Per Gesù, invece, per essere salvi e vivere una vita autentica e costruire perciò una comunità umana vera, bisogna rinnegare il maledetto orgoglio che ci frega perché non parte dalla verità che siamo figli del Padre che è nei cieli e fratelli tra noi. Bisogna perdere la vita donandola quotidianamente e integralmente agli altri, lavorando per il bene degli altri, per la pace, per la giustizia. Bisogna imparare ad amare (e seguendo Lui questo è possibile) anche quando si è inchiodati su una croce. Bisogna guardare alla morte come ad una soglia e all’aldilà come al compimento vero di quello che stiamo vivendo adesso. Bisogna insomma dare ad ogni parola e ad ogni gesto quotidiano un sapore di vita definitiva, di vita eterna, che consiste nella comunione con il Padre. San Paolo, che aveva capito bene  ci indica la via (nella seconda lettura di oggi): «Non conformatevi a questo mondo, ma lasciatevi trasformare rinnovando il vostro modo di pensare, per poter discernere la volontà di Dio, ciò che è buono, a lui gradito e perfetto» (Rm 12,2).

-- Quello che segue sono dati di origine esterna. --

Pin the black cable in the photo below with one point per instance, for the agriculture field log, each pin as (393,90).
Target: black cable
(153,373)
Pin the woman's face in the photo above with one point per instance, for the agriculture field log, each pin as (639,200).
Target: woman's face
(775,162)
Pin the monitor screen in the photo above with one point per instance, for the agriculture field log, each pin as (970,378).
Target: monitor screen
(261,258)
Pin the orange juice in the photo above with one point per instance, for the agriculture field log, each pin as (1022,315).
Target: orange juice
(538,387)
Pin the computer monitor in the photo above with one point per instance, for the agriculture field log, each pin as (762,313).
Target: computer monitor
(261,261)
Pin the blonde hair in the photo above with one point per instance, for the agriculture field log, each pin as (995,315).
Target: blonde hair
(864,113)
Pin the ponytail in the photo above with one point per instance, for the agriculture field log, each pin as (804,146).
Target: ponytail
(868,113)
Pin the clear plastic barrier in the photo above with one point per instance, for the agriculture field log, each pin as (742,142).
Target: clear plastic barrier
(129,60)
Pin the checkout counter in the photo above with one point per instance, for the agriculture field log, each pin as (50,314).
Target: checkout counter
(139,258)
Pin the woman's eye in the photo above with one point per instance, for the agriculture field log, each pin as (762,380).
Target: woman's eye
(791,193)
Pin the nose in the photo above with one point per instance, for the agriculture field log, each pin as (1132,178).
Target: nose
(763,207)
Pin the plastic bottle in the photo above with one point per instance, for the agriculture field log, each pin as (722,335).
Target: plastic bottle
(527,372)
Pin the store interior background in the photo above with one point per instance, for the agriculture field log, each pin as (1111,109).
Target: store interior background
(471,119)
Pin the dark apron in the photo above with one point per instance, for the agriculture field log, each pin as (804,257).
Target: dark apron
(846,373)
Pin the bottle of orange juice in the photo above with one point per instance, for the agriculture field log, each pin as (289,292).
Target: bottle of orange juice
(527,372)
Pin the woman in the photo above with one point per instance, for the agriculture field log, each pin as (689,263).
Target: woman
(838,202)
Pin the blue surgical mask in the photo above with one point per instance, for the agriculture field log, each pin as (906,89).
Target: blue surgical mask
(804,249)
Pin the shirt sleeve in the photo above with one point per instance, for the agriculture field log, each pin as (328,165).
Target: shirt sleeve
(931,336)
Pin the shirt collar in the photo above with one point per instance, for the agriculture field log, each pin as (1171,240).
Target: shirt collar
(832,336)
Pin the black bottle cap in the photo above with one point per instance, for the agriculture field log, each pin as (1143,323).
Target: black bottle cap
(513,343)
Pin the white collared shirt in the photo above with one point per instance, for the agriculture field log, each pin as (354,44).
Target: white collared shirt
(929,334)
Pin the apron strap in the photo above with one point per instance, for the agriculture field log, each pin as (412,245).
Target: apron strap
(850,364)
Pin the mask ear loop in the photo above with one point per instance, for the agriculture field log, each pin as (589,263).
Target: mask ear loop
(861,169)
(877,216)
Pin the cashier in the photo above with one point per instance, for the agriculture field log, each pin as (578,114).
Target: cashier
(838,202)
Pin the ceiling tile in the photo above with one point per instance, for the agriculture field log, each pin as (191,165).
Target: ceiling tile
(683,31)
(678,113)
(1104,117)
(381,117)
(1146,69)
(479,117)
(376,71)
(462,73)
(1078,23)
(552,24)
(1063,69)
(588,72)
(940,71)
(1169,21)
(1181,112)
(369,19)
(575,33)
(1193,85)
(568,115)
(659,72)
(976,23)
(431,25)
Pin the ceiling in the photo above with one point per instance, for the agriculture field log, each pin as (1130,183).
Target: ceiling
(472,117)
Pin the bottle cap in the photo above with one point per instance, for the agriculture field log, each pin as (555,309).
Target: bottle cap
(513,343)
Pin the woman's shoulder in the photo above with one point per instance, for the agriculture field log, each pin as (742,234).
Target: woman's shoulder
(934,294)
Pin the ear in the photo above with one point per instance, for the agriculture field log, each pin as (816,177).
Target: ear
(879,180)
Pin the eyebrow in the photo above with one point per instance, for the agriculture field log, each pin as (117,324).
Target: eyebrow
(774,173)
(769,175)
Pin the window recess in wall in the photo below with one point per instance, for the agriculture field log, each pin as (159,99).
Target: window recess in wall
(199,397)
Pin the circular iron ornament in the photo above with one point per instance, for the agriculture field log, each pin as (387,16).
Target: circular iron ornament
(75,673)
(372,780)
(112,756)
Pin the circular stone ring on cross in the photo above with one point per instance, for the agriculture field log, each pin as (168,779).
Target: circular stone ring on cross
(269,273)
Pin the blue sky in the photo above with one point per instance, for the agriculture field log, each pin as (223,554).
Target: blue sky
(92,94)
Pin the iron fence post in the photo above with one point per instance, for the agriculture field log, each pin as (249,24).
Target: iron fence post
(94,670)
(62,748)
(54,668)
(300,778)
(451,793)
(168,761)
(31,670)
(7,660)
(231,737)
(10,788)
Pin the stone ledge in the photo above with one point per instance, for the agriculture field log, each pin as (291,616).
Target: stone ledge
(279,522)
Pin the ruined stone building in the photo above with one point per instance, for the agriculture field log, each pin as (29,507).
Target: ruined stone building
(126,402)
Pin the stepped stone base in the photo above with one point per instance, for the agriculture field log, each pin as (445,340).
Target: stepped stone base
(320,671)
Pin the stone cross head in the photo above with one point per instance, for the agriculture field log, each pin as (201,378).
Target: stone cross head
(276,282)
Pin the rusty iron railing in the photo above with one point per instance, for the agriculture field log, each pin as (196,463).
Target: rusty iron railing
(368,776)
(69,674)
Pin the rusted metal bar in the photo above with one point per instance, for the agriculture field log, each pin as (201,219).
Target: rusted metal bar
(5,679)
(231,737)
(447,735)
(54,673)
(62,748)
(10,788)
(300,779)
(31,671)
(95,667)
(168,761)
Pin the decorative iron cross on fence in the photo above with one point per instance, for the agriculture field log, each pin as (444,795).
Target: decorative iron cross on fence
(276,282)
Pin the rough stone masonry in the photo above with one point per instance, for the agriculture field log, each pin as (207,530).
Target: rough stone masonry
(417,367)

Sant’Agostino aveva capito bene anche lui. Proprio lunedì scorso, il vescovo Gian Carlo ci ha ricordato queste parole del nostro patrono: «L’amore di sé portato fino al disprezzo di Dio genera la città terrena; l’amore di Dio portato fino al disprezzo di sé genera la città celeste. Quella aspira alla gloria degli uomini, questa mette al di sopra di tutto la gloria di Dio. […] I cittadini della città terrena son dominati da una stolta cupidigia di predominio che li induce a soggiogare gli altri; i cittadini della città celeste si offrono l’uno all’altro in servizio con spirito di carità e rispettano docilmente i doveri della disciplina sociale». (La città di Dio, XIV, 28).